Re: HRRI vs IRI in XML from Martin Duerst on 2007-08-08 (public-i18n-core@w3.org from July to September 2007)

From: Martin Duerst <duerst@it.aoyama.ac.jp>
Date: Wed, 08 Aug 2007 12:56:48 +0900
To: Norman Walsh <ndw@nwalsh.com>, public-xml-core-wg@w3.org, public-iri@w3.org, Richard Ishida <ishida@w3.org>, Felix Sasaki <fsasaki@w3.org>, www-xml-linking-comments@w3.org, public-i18n-core@w3.org
Message-Id: <6.0.0.20.2.20070808112425.080b5660@localhost>
Hello Norm, others,

Sorry for the delay in responding; in summer, everything moves
a bit slower.

At 00:50 07/07/19, Norman Walsh wrote:
>Hi,
>
>Sorry I was out of the loop for a bit. I see from the email threads
>that we've got some improved wording proposed for the list of
>characters that have to be escaped if they appear in HRRI and some
>improved wording for the security considerations section. I'll
>incorporate those as soon as I can.
>
>However, as far as I can tell, we still don't have a clear
>understanding about whether we need HRRI or not.
>
>Here's how I see it. Sorry if this is a little repetative; I'm hoping
>that considering this issue from a higher level again will help.
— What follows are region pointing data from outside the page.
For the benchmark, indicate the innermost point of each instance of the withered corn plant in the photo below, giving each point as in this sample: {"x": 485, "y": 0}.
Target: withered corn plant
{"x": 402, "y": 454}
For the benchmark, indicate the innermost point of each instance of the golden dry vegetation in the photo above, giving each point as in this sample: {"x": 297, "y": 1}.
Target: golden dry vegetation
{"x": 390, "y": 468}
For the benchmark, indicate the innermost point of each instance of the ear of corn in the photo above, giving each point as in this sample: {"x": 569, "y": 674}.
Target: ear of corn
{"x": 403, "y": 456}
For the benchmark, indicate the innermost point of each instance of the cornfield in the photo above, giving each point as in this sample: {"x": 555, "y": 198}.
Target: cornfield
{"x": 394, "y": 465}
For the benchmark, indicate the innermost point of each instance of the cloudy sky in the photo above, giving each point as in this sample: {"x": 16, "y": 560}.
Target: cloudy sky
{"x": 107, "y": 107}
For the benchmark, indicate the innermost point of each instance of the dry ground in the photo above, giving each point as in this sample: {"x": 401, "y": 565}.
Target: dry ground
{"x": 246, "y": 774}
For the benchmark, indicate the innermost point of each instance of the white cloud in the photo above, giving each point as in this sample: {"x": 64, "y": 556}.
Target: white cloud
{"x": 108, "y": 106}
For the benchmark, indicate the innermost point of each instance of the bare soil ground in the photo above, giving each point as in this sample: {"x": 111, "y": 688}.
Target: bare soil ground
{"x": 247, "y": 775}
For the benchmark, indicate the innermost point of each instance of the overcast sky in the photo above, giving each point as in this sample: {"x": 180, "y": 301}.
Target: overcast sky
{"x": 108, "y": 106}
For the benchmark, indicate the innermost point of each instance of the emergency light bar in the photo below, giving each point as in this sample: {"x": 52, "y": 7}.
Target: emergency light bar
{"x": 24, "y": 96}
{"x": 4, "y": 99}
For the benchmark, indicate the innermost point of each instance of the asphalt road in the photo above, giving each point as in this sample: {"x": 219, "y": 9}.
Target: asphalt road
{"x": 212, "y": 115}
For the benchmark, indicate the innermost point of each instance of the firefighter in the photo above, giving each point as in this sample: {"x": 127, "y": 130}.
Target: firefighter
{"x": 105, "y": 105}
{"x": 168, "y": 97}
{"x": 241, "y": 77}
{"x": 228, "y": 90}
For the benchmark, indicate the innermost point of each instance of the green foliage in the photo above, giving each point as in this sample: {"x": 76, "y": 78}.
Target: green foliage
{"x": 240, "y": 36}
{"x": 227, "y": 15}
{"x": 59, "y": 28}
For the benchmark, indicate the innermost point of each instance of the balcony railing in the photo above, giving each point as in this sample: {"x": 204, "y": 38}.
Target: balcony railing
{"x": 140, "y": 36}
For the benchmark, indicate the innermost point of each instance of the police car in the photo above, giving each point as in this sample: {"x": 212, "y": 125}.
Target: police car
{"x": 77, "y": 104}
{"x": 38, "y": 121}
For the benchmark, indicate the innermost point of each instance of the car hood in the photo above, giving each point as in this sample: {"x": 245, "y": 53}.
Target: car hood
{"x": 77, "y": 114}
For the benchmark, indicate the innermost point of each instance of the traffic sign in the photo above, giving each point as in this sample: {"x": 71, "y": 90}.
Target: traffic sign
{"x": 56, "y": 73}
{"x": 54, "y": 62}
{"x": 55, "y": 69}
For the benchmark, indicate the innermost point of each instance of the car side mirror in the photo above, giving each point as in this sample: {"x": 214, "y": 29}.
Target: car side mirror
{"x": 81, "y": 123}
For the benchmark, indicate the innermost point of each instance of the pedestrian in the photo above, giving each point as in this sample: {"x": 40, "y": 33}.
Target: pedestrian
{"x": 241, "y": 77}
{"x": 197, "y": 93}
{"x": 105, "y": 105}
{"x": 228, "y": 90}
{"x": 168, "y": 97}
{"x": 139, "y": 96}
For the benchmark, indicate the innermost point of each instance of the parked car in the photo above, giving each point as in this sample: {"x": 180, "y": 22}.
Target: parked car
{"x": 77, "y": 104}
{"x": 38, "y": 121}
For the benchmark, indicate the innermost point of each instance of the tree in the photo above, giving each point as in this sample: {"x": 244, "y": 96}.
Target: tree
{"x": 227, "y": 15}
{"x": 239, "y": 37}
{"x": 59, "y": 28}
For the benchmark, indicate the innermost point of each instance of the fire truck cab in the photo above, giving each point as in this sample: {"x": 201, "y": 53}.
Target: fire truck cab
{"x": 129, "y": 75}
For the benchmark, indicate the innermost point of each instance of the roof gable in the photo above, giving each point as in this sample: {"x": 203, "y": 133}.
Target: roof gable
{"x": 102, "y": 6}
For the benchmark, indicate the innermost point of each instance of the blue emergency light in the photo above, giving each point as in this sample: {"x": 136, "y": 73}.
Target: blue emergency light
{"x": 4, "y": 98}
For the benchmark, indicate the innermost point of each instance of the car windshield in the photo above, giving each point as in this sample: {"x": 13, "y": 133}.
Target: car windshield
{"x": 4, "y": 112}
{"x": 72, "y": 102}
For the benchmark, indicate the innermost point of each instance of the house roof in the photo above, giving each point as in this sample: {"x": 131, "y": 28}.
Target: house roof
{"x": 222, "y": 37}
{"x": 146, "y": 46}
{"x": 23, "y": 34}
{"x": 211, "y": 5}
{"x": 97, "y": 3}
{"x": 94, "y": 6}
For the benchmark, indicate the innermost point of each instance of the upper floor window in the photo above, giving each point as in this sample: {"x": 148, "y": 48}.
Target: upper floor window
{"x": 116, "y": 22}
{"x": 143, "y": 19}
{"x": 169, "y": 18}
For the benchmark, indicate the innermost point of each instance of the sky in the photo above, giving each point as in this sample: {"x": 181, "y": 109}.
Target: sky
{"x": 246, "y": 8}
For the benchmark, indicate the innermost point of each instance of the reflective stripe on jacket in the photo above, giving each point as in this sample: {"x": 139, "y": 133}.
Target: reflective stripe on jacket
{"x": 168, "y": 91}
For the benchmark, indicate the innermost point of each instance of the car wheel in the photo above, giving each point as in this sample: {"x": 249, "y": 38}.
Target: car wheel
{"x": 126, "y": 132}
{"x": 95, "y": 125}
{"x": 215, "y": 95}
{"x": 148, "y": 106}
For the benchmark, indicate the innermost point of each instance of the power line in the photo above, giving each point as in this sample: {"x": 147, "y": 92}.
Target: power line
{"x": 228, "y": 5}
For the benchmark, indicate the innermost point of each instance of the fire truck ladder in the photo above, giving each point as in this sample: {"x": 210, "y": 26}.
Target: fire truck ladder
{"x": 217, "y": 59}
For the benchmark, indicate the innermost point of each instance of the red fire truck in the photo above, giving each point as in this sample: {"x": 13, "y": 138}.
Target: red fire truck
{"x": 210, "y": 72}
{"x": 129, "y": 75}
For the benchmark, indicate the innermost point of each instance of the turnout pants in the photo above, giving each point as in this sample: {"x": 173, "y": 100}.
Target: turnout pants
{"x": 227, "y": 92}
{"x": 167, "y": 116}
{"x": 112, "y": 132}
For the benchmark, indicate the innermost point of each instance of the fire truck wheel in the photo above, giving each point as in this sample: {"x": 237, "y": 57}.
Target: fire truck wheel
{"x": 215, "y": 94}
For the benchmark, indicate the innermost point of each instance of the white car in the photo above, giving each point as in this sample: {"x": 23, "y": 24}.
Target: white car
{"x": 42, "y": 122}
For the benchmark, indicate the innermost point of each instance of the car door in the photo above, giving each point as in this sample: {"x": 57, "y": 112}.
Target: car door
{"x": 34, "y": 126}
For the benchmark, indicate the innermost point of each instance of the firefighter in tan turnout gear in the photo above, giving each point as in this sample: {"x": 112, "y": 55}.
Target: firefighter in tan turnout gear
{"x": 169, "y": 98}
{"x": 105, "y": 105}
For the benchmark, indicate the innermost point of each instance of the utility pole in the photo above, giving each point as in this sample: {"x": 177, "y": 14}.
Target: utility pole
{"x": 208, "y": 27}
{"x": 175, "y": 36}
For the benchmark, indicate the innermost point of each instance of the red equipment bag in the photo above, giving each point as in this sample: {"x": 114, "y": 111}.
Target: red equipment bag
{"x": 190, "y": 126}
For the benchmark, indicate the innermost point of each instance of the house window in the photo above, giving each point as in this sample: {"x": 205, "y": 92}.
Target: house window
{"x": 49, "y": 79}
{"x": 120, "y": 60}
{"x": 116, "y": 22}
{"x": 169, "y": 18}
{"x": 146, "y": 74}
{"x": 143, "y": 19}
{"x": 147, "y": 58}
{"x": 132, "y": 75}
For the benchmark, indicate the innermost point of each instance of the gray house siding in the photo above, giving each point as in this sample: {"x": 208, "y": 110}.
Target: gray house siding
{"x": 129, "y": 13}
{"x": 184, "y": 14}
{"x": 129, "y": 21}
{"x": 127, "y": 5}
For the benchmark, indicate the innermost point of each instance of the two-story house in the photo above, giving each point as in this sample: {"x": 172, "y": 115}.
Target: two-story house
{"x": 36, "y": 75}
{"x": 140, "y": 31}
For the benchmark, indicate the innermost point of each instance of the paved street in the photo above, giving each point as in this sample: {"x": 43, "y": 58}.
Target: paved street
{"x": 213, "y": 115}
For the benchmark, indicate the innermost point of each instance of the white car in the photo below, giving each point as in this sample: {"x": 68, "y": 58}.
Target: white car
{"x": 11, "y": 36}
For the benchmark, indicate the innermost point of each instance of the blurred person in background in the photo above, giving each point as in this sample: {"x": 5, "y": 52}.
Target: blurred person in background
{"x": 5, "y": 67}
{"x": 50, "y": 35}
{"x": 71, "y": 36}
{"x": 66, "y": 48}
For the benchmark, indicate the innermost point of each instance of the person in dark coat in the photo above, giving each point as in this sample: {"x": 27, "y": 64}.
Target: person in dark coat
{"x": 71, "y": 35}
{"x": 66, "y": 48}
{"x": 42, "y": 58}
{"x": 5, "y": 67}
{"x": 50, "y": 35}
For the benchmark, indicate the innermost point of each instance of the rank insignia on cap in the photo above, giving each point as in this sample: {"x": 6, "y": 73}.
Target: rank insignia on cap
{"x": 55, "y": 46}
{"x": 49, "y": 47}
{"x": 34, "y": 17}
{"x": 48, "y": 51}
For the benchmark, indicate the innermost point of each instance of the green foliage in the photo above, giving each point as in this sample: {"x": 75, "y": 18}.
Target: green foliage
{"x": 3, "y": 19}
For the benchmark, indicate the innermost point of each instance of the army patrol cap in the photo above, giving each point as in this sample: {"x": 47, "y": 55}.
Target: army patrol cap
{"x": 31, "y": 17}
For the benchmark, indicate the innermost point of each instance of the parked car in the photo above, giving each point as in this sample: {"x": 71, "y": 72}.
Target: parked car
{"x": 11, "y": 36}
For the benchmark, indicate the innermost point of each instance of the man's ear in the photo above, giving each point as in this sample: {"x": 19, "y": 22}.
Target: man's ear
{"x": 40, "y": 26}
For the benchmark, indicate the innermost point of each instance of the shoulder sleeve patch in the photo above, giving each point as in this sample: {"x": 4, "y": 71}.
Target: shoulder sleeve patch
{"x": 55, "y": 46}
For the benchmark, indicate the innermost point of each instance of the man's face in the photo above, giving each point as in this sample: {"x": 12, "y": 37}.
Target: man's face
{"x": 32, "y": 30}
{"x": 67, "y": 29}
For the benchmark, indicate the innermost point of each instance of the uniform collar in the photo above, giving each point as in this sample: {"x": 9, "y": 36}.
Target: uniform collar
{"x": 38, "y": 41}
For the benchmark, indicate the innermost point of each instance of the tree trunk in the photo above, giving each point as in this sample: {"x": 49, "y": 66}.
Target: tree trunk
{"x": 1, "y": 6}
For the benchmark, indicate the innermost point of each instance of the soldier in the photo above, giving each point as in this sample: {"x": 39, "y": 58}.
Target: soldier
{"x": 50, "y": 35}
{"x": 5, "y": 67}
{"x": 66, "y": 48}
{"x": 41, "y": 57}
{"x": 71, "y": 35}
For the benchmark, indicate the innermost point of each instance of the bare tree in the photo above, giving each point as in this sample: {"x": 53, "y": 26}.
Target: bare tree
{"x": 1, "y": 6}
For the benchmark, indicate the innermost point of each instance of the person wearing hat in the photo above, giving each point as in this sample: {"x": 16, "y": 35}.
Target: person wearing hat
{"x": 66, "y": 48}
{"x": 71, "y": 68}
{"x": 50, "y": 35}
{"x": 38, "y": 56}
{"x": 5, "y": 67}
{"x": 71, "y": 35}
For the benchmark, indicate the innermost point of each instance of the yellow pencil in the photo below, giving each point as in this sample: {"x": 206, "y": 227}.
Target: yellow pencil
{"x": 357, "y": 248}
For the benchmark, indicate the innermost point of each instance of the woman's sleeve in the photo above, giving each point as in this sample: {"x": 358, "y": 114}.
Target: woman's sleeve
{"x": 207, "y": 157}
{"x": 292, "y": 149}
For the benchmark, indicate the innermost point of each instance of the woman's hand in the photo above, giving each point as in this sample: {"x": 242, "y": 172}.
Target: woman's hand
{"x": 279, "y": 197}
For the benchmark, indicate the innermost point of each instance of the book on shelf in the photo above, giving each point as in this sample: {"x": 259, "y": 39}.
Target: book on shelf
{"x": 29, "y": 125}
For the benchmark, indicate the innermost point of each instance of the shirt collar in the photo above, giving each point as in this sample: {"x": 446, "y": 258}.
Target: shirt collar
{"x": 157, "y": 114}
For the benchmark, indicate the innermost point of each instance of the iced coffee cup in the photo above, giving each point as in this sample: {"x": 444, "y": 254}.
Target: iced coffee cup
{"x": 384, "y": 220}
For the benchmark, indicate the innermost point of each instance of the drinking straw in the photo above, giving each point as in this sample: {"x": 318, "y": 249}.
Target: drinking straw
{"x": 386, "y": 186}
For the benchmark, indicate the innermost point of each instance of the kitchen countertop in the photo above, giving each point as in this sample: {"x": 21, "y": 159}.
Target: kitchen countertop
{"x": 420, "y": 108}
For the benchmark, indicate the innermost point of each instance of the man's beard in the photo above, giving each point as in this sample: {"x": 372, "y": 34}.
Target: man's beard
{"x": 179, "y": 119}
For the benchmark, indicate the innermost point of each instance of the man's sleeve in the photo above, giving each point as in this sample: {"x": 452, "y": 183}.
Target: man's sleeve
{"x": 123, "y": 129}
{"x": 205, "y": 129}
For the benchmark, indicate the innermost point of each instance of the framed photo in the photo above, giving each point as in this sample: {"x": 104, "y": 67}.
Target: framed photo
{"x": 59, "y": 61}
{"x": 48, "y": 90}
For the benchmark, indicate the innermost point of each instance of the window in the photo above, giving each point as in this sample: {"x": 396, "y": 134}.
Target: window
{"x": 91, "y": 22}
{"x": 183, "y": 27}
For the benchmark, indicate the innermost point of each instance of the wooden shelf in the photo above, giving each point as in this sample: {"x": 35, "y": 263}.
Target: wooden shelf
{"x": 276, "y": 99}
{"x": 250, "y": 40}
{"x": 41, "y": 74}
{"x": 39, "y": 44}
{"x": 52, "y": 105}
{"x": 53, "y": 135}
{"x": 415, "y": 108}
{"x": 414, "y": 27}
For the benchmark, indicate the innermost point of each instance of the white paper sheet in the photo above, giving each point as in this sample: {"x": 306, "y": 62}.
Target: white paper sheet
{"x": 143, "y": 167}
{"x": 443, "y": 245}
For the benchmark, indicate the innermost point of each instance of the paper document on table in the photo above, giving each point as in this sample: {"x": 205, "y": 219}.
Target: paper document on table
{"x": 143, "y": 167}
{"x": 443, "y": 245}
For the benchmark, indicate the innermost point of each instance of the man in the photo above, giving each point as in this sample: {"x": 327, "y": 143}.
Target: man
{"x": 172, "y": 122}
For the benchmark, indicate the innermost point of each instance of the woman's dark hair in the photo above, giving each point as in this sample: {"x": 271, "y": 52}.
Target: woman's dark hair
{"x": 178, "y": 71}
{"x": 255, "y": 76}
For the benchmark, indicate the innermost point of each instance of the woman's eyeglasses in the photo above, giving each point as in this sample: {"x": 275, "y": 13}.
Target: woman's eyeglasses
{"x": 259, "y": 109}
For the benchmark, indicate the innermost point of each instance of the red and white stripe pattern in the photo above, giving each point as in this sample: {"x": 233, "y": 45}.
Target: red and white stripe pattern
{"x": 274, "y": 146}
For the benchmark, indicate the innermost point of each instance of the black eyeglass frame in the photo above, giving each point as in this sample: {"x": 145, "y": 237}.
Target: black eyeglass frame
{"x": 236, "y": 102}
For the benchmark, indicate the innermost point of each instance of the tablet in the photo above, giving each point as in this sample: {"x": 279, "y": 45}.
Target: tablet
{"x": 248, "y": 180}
I think laying out the issues clearly can only help. Thanks for doing this.

>1. The XML Recommendation says that a system identifier consists of a
>single or double quote followed by any characters followed by a
>matching quote:
>
>  SystemLiteral ::= ('"' [^"]* '"') | ("'" [^']* "'")
>
>Any attempt to limit the characters allowed in a system identifier
>would be a backwards incompatible change to XML. That is simply not an
>option.

Well, it would sure look like a backwards-incompatible change on
the spec level. But how many XML documents would indeed turn
non-well-formed if one e.g. disallowed general control characters
in the C0 area (I'm not speaking about TAB/CR/LF)?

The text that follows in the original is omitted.